Marian S. był żonaty, dorabiał sobie jako tzw. złota rączka. Jego kochanka Danuta F. była na rencie. Tego dnia para pokłóciła się. Wtedy Danuta F. sięgnęła po nóż i zadała cios. Ostrze 15-centymetrowej długości przeszyło podbrzusze Mariana S. Zbroczony krwią mężczyzna padł na podłogę. Ale bezwzględna Danuta F. ani myślała mu pomóc.
Przeczytaj koniecznie: Olkusz: Trzymał bezcenne dzieło za szafą
Umyła nóż, przebrała się i wyszła z psem na spacer. Potem wróciła i jakby nigdy nic położyła się na łóżku, obok którego leżał już martwy kochanek. Ponieważ było ciepło, ciało zaczęło się szybko rozkładać. Ale i to nie ruszyło morderczyni. Danuta F. nie zareagowała nawet, gdy jej pies zaczął zżerać twarz jej nieżyjącego kochanka. Jeden Bóg wie, jak długo bestia mieszkałaby z trupem, gdyby nie to, że straszliwy smród stał się nie do zniesienia dla sąsiadów. To ani zaalarmowali administrację osiedla. Gdy jeden z pracowników przyszedł do mieszkania Danuty F., by sprawdzić, skąd taki fetor - dostrzegł nogi wystające z pokoju. Wtedy wezwał policję.
- Nie chciałam zabić, on był pijany, uderzył mnie - opowiadała śledczym morderczyni.
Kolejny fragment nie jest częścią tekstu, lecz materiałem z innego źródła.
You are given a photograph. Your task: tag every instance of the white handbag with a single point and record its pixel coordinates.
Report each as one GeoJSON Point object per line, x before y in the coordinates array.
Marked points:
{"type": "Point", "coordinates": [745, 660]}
Powtórzyła to także przed krakowskim sądem. Na szczęście sędzia nie dał się zwieść kłamstwom Danuty F. i skazał mieszkankę Olkusza na 15 lat więzienia.
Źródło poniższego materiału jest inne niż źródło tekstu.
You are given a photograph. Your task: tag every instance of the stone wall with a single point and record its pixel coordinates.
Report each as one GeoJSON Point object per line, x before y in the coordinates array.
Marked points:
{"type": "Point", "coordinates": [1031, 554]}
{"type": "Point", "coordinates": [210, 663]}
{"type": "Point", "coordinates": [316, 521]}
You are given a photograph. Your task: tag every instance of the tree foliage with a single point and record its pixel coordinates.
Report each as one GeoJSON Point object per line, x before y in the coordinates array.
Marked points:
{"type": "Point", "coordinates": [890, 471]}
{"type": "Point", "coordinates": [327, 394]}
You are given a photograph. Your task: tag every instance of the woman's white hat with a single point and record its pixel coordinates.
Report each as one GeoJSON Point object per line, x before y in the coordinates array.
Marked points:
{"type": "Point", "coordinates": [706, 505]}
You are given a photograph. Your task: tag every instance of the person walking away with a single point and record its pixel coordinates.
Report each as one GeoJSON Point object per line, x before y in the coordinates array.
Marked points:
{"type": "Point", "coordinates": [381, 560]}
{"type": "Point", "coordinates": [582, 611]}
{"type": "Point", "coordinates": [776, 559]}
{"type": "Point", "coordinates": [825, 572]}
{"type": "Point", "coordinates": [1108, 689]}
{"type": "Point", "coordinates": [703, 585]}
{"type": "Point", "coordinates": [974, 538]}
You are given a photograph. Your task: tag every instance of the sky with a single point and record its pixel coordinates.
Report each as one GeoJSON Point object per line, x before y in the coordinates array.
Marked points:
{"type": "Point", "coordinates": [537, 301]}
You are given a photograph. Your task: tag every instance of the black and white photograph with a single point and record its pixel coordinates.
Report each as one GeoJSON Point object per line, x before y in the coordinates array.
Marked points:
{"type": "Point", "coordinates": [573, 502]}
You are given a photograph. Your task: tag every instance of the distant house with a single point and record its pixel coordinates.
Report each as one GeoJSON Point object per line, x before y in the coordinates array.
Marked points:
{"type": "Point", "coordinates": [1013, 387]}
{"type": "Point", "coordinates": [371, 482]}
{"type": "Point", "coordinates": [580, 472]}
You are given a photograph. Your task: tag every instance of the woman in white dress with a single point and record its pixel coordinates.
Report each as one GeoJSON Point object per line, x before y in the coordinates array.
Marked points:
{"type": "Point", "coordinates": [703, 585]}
Najciekawsze jest to, że ta pozbawiona ludzkich uczuć kobieta doskonale zna smak więziennego chleba. Przed 12 laty Danuta F., w tym samym mieszkaniu, w którym zabiła kochanka, i w ten sam sposób - zasztyletowała także swego męża Marka F. (†46 l.). Za tamtą zbrodnię została skazana na 8 lat więzienia, ale na zwolnienie warunkowe wyszła po pięciu. Oby tym razem nie odzyskała wolności zbyt wcześnie!